Gatenby’s paper incorporates findings from lab experiments, but remains mostly theoretical. Correct me if I am wrong, but I interpreted your project to be an implementation of his proposed framework. What do you hope to collect data on? That is, what kind of information remains a priority in this project and what needs to be quantified to help determine what is an “environmental pressure” (many of the basic ecological dynamics for tumors remain unknown, like birth and death rates of tumor cells, nutrient cycling, etc.)?
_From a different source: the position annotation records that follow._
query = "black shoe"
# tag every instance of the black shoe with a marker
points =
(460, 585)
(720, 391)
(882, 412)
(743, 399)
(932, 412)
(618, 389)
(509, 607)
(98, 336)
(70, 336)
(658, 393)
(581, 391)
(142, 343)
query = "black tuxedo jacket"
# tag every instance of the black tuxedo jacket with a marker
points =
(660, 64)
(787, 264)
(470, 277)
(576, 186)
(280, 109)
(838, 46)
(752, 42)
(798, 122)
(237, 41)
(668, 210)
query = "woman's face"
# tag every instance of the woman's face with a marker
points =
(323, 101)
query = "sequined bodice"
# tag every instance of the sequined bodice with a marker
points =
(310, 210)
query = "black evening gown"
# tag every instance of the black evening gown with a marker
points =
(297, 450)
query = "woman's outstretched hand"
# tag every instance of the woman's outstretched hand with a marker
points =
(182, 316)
It is very interesting that you bring up the study of cancer biology in the context of ecology, i.e., invasive species. I'm taking Cell Biology this semester, and the chapter on Cancer Biology (from "Molecular Biology of the Cell" by Bruce Alberts) discussed the development of carcinogenesis almost exclusively within the context of natural selection/ecology: tumorigenic cells have deviated from a their multicellular programming, and undergo natural selection which favors proliferation (at the expense of both their "normal" neighbors and less well-suited cancerous cells) and increased genomic instability/growth mutations.
ReplyDeleteHowever, I would caution that developing a "homeostatic tumor environment" is more difficult than simply removing aggressive drugs, or that cell migration is not solely caused by those aggressive drugs. The environment within a tumor itself is a harsh, low-oxygen environment filled with necrotic cells. The scramble for resources among these tumor cells may itself drive the natural selection of more aggressive cells. In the end, only a couple cells may end up becoming metastatic, and that may be "enough" to let them enter the bloodstream and form further tumors. Because of this, managing the tumor environment may not be "enough" to prevent such stochastic cancer development. Of course, there's a ton I don't know on the mechanics that drive the cell to metastasize - but it would definitely be worth looking into the tumor environment in your work!